Because the depth convolution component shown in fig. 5 is channel-independent, that is, the depth convolution component is performed on one input channel, in order to increase the calculation speed, m parts of depth convolution components can be implemented, each clock cycle can simultaneously receive the activation value data of m channels, and in order to facilitate the implementation of control logic, each clock cycle sends the data of the same coordinate position of m channels into m parts of depth convolution components, thereby implementing m times of parallelism;

as shown in fig. 7, since m parts of outputs of the depth convolution component correspond to m independent channels, and each clock cycle generates the same coordinate position of the output activation map, the input activation values of the depth convolution component can be organized as shown in fig. 3 so as to be directly sent to the storage component, or sent to other convolution components again for new convolution operation.

The number of output channels which can be obtained by each reading operation on the accumulator is recorded as acc _ out _ w, and the number of channels which can be simultaneously processed by the deep convolution component is recorded as m.

The data format output by the deep convolution component is consistent with the output of the accumulator and therefore does not affect the way the accumulator result is used by the destination to which the pre-accumulator result of the present invention is applied.

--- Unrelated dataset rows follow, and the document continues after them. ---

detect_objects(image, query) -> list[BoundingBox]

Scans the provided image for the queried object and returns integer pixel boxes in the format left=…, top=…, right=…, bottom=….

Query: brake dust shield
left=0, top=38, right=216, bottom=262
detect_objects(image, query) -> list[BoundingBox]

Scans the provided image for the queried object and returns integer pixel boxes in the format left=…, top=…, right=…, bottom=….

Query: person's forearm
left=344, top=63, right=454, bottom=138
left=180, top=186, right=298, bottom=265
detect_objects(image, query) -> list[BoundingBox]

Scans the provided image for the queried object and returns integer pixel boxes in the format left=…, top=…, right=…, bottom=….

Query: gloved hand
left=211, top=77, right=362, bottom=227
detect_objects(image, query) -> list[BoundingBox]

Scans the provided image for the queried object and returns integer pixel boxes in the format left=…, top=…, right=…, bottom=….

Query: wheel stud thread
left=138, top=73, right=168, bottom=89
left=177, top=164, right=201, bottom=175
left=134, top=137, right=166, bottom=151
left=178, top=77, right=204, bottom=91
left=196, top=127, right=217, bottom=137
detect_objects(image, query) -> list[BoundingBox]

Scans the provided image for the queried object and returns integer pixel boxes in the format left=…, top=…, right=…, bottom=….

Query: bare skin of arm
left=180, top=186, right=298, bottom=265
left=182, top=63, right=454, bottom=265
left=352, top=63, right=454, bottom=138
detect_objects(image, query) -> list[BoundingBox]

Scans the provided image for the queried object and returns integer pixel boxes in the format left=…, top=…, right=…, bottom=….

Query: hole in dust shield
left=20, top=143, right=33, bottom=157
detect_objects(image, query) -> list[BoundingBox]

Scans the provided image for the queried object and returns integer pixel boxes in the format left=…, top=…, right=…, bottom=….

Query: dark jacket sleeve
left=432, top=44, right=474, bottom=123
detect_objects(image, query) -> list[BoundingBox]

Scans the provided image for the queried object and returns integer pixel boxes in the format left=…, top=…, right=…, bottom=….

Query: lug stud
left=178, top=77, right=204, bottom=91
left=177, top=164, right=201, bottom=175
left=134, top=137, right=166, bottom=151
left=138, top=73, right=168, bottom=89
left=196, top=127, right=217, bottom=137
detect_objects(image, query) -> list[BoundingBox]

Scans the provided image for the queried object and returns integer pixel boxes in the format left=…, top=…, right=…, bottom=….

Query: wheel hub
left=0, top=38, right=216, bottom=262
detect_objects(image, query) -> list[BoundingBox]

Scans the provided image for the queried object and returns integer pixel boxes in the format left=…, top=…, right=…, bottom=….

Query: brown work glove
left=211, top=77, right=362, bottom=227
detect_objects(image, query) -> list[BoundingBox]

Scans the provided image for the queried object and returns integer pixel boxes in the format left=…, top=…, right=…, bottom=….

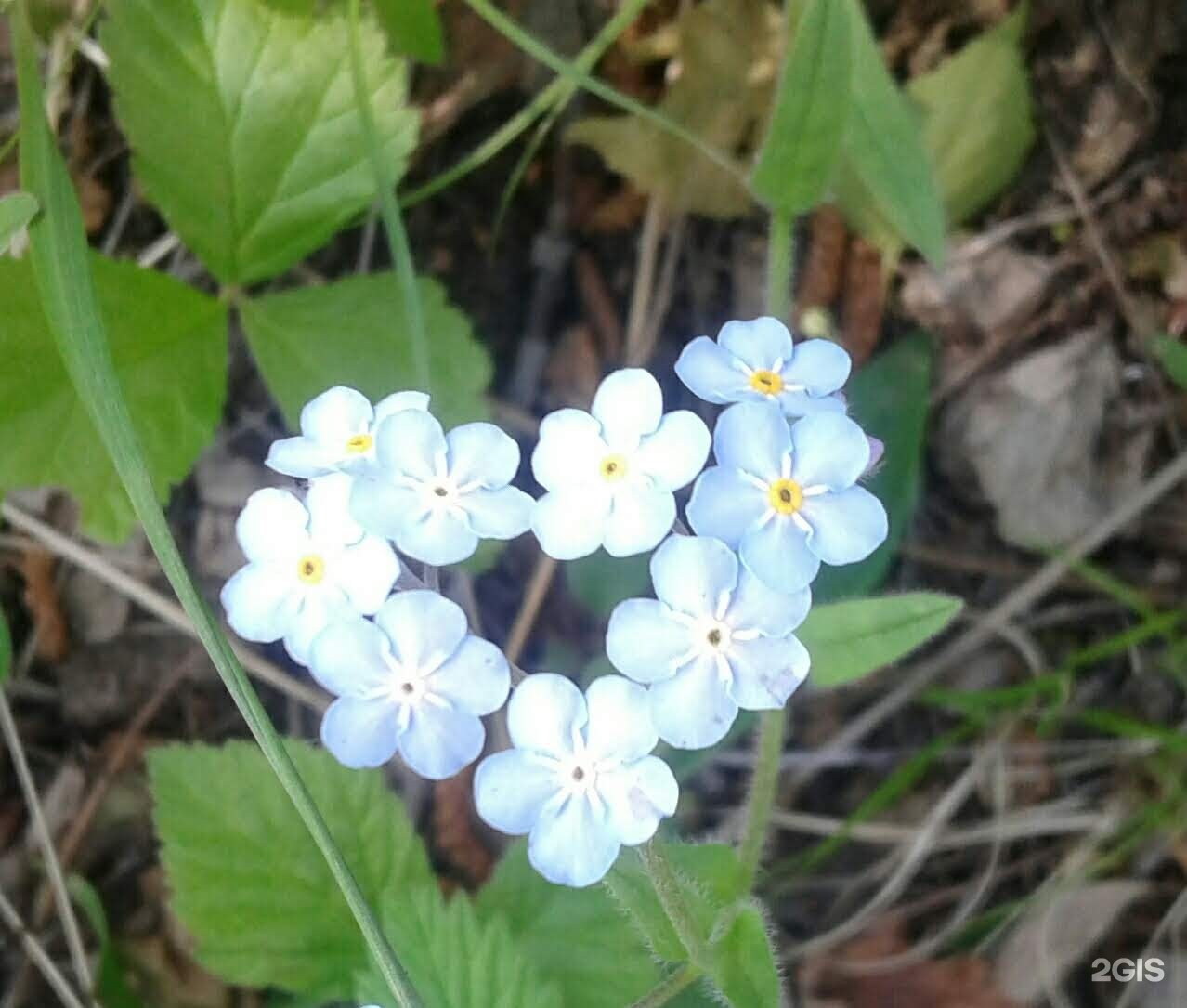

The independent deep convolution components are specially designed, and the specific implementation method is not limited in the invention.

When the on-line computation component of the deep convolution is adopted, the customized deep convolution component is connected to the accumulator output interface of the standard convolution component, and the on-line computation and the component customization are adopted, so that the deep convolution computation is efficiently completed on the premise of not damaging the output data structure of the accumulator, the computation resource utilization rate of the deep convolution computation can be greatly improved, the overall efficiency of a chip is improved, the computation speed of the whole neural network is accelerated, and the problem of low hardware efficiency of the standard convolution component in the computation of the deep convolution is solved while the original design structure is not damaged.

The above embodiments are merely illustrative of the technical ideas and features of the present invention, and the purpose thereof is to enable those skilled in the art to understand the contents of the present invention and implement the present invention, and not to limit the protection scope of the present invention. All equivalent changes and modifications made according to the spirit of the present invention should be covered within the protection scope of the present invention.

Claims

1. The on-line computation component of the deep convolution is characterized by comprising a standard convolution component, an accumulator and a deep convolution component connected to a data output interface of the accumulator;

2. The on-line computation component of deep convolution of claim 1, characterized by: and when the number of the depth convolution components is less than the number of the output channels for outputting the activation map, the calculation of the whole output activation map is completed in a time division multiplexing mode.

3. The on-line computation component of deep convolution of claim 1, characterized by: the number of delay stations is equal to-1 for the side length of the square convolution kernel.